Да, США уже в 90-е активно собирали ДНК-депозитарий военнослужащих американской армии, а у нас прижизненных образцов военнослужащих не было. Поэтому надо было собирать ДНК у родственников. И родственники двинулись в Ростов сдавать образцы. Тогда огромную помощь оказала администрация президента Ельцина со сбором. И еще они заказали через американское посольство около 3 тысяч карточек для хранения крови. Там ничего сложного нет: высушиваешь карты, потом из фрагмента ингибиторы отмываешь и в ПЦР-пробирку помещаешь кружочек хроматографической бумаги с иммобилизованной ДНК, идет ПЦР-реакция, и ты уже потом анализируешь все это дело на приборе. Тогда не было роботов, все делали вручную. Но с кровью работать проще, чем с костями.

Для генотипирования родственников изначально мы использовали системы HLA-DQA1 и PolyMarker. Это системы, в которых идентификация аллелей основана на гибридизации на нейлоновых фильтрах.

То есть в то время у вас не было еще идентификации по коротким тандемным повторам, STR?

Не было. Гибридизация. Понятно, что все это пришло из иммунологии. Если мы берем HLA-систему, это шестая хромосома, шесть миллионов нуклеотидов общий размер этих полиморфных локусов, и мы берем какую-то часть, допустим, DQA1 — небольшой фрагмент, 242 нуклеотида, если не ошибаюсь. И там классические снипы, SNP. То есть были зонды на конкретные снипы, такая полоска, здесь был мобилизован такой-то зонд, здесь — такой-то.

Сколько аллелей было в панели?

Аллелей было… где-то шесть-семь. А в системе PolyMarker, если не ошибаюсь, пять локусов, два из них были трехаллельные, остальные биаллельные.

Результаты типирования трех человек по локусу HLA-DQA1 и локусам LDLR, GYPA, HBGG, D7S8, GC.
Генотип 1: 1.1/2, BB, BB, AA, AB, CC;
Генотип 2: 1.3/2, BB, BB, AB, BB, CC;
Генотип 3: 1.1/2, BB, BB, AB, BB, CC.
Credit: Корниенко и соавт.. // Cудебно-медицинская экспертиза. 2002. № 3.
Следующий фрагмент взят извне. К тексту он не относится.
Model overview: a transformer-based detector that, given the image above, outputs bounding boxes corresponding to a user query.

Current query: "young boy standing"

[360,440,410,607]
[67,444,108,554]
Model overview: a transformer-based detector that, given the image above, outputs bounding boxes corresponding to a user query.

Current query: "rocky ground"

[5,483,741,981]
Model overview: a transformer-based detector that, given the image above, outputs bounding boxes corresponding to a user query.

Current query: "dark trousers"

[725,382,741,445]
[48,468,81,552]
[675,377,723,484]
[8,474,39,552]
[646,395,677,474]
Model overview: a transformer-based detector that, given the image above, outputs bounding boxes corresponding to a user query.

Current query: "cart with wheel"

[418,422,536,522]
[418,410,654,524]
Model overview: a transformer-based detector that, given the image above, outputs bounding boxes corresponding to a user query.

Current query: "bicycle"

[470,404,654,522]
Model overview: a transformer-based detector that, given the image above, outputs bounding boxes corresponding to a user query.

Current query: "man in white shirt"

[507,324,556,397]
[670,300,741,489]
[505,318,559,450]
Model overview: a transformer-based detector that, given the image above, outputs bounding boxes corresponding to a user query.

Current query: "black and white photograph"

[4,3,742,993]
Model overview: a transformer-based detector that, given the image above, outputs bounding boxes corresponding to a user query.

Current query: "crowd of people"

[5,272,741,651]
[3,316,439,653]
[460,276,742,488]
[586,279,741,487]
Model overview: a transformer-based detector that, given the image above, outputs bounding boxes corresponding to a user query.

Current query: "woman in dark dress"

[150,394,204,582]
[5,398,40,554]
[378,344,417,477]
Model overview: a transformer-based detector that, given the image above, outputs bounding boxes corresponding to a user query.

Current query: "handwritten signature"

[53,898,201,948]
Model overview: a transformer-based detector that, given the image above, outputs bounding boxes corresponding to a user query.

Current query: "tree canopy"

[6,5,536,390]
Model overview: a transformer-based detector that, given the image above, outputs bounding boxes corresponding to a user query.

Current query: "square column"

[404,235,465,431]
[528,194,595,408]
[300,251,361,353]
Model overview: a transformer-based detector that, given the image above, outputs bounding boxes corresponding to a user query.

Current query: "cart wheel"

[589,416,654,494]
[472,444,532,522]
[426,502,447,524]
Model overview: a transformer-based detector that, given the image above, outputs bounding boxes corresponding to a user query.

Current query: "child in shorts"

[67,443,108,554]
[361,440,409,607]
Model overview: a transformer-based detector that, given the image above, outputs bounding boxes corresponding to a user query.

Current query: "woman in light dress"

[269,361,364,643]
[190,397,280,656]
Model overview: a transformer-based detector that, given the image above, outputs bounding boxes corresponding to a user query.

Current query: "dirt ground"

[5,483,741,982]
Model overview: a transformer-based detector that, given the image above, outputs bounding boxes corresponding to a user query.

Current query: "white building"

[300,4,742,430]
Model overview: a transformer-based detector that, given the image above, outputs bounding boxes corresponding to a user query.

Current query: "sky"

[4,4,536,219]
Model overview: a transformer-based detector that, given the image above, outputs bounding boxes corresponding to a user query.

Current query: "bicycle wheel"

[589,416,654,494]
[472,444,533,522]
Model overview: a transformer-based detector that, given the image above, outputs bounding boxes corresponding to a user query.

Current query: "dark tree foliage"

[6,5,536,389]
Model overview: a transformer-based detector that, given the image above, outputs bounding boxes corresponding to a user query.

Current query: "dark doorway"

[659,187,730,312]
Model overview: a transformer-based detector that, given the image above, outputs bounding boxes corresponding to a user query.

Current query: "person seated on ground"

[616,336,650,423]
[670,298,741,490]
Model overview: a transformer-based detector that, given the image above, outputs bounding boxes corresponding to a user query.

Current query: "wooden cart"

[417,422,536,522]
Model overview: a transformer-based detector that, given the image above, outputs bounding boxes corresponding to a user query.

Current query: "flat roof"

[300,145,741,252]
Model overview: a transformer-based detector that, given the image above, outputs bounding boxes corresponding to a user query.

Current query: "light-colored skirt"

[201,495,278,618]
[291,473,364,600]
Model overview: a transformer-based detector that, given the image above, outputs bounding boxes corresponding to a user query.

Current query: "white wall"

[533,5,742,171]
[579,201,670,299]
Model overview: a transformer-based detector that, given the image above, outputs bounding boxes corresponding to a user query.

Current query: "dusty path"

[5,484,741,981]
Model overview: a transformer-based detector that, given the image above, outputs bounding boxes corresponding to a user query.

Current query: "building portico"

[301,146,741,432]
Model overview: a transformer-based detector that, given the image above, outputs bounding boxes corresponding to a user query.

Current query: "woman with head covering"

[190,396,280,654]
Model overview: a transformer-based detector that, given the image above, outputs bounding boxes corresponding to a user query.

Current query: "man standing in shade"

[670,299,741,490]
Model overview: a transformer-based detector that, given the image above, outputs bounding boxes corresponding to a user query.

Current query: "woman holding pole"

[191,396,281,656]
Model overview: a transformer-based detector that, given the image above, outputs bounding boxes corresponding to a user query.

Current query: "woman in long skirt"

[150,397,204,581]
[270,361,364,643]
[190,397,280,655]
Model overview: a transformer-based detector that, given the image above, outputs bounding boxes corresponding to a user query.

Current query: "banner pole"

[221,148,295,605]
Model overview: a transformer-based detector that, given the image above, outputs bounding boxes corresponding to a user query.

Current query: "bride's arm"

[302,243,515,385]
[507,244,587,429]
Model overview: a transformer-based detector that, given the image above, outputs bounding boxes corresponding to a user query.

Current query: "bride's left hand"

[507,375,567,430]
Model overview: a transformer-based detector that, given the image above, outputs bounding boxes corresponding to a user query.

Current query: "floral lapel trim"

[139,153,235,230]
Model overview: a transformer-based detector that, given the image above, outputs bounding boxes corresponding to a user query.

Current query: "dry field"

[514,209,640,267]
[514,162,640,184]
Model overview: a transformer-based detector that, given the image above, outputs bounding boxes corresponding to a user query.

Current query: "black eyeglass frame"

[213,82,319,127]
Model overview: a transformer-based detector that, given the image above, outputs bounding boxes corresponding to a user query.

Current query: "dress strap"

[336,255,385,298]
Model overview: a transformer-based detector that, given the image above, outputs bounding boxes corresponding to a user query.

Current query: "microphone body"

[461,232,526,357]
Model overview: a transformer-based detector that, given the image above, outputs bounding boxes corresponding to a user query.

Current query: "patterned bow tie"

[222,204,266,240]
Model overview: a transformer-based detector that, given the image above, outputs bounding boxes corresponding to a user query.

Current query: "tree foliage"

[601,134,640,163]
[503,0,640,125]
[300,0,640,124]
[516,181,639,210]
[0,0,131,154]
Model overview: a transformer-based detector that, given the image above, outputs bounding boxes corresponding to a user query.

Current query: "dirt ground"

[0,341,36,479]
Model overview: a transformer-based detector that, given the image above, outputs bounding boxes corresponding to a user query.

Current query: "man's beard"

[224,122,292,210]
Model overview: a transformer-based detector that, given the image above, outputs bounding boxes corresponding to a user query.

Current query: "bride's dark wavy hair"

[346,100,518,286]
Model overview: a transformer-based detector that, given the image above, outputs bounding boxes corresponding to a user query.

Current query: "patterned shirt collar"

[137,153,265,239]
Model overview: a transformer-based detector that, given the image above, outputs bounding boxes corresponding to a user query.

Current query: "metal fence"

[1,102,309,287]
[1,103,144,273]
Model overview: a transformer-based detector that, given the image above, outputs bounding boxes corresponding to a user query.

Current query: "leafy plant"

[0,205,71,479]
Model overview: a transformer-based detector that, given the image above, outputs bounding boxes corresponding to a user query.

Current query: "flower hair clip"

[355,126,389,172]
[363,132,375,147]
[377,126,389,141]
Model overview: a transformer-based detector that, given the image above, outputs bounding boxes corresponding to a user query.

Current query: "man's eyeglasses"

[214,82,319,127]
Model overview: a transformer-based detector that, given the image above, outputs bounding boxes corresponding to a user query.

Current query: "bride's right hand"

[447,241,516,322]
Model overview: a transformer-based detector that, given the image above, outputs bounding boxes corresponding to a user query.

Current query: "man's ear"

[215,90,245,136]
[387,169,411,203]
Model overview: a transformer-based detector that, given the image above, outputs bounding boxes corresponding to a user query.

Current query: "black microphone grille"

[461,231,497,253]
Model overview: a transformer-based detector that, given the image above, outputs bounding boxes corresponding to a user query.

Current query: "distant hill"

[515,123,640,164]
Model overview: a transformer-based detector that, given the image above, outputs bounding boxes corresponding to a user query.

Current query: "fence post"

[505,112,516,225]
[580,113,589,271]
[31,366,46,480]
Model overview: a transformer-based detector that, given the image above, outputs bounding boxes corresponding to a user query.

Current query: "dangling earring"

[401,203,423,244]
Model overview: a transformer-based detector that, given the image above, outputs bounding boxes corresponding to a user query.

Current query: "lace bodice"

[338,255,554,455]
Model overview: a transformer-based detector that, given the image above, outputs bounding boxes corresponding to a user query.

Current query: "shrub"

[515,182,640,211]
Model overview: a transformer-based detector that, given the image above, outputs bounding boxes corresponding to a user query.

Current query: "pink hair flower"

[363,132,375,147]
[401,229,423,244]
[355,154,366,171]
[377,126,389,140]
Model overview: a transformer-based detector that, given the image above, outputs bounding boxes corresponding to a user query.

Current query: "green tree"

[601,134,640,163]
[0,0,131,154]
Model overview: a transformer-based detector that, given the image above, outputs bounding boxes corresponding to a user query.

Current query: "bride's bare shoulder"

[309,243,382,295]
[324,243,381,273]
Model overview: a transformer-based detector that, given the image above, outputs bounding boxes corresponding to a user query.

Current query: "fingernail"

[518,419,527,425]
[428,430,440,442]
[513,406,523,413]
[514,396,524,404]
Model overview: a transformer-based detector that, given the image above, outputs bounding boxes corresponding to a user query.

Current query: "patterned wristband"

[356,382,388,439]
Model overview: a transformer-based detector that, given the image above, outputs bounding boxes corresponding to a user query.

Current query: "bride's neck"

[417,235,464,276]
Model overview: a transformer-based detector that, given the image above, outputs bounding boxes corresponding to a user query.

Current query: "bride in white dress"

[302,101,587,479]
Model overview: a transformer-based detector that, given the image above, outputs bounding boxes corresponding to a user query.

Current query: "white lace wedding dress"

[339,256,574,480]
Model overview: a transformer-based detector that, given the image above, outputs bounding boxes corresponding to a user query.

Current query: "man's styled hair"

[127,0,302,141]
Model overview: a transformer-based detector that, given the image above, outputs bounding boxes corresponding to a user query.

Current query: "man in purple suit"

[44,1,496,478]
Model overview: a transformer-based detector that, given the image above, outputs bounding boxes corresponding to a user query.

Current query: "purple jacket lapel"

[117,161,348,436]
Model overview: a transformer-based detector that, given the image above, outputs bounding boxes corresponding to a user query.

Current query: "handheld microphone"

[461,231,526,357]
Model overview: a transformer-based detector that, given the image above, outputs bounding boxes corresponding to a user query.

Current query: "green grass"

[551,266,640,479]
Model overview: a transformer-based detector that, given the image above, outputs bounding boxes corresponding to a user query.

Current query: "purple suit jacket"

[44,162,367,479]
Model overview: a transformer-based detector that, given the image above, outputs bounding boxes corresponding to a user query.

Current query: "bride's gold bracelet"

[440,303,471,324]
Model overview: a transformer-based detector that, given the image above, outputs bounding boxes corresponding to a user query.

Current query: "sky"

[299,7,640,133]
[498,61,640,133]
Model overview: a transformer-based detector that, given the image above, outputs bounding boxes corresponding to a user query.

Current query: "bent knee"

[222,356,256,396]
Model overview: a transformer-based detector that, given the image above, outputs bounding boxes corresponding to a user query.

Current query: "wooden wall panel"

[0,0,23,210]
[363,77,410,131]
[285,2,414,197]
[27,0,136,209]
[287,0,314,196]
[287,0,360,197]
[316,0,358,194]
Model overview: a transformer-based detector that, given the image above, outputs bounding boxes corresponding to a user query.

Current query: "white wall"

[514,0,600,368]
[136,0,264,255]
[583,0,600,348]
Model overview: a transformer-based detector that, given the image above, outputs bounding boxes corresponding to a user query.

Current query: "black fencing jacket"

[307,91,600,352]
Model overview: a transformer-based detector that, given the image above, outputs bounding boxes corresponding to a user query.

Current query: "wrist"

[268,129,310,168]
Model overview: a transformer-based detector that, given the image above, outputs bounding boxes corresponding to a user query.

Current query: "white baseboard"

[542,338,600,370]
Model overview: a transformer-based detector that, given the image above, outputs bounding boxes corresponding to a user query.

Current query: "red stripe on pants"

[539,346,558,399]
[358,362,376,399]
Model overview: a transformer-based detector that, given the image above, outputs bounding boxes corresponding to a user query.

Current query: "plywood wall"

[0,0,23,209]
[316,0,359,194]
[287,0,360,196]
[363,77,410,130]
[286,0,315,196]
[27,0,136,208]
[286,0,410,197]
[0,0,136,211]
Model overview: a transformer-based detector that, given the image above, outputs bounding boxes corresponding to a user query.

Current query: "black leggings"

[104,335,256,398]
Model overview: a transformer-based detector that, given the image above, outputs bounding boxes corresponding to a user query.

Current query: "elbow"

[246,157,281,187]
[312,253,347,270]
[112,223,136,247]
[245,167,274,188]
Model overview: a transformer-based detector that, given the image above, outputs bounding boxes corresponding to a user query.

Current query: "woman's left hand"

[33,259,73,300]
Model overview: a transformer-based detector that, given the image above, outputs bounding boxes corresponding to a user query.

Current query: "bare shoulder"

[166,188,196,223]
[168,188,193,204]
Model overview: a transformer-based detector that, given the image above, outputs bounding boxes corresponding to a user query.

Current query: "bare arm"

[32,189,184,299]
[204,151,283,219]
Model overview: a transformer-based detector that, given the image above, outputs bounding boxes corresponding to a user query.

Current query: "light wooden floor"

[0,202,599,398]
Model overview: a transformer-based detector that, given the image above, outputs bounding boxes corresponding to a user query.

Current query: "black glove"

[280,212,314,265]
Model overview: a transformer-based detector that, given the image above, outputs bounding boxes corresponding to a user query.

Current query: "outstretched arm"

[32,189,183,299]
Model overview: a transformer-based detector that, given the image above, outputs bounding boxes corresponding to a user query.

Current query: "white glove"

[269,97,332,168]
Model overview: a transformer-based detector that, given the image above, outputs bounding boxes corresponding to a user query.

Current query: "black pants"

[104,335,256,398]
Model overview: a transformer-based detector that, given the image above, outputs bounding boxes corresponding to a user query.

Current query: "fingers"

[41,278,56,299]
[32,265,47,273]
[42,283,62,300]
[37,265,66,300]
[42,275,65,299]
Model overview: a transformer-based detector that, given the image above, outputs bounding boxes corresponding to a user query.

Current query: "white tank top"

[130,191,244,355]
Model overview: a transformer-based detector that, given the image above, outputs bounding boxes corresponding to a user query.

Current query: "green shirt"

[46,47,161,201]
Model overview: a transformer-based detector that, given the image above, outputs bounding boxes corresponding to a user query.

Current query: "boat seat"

То есть очень неточно все.

Вы не представляете, что до этого было! На тот момент это было гораздо точнее. До этого же биологию делали по группам крови — в основном по AB0-системе, при этом треть идентификаций были ложными. Потому что труп лежит, там развиваются какие-то микроорганизмы, а есть такие бациллы, которые могут дать ложный B-антиген. И вместо второй группы вы определяете четвертую, вместо первой — третью. Мы даже сделали статью в начале нулевых по этому поводу. Больше трети всех идентификаций по биологическим системам были ложные! И одно дело, когда ты делаешь научно-исследовательскую работу, а другое — когда ты выдаешь тело родственнику. Поэтому — генетика. На тот момент по сравнению с классической биологией это был просто прорыв. Тем более, не стоит забывать, что ДНК, с которой мы работали, ДНК военнослужащих, которые погибли в Чечне, очень во многих объектах была деградирована. Но амплификации получились довольно-таки хорошие. Потом, когда мы уже использовали дополнительную систему VNTR D1S80, там размеры фрагментов до 800 нуклеотидов, вот здесь мы имели очень большие проблемы с выпадением аллелей. Мы могли дать гомозиготу, а на самом деле там выпадал длинный аллель.

Из-за деградации?

Да! В первую очередь деградируют длинные локусы, а короткие остаются. VNTR — это хорошие маркеры, отлично используются для работы с современной ДНК. Но когда мы идентифицировали кости, мы увидели, какие проблемы могут быть. Поэтому на тот момент гибридизация по маркерам DQA1+Polymarker оказалась для нас крайне удачной.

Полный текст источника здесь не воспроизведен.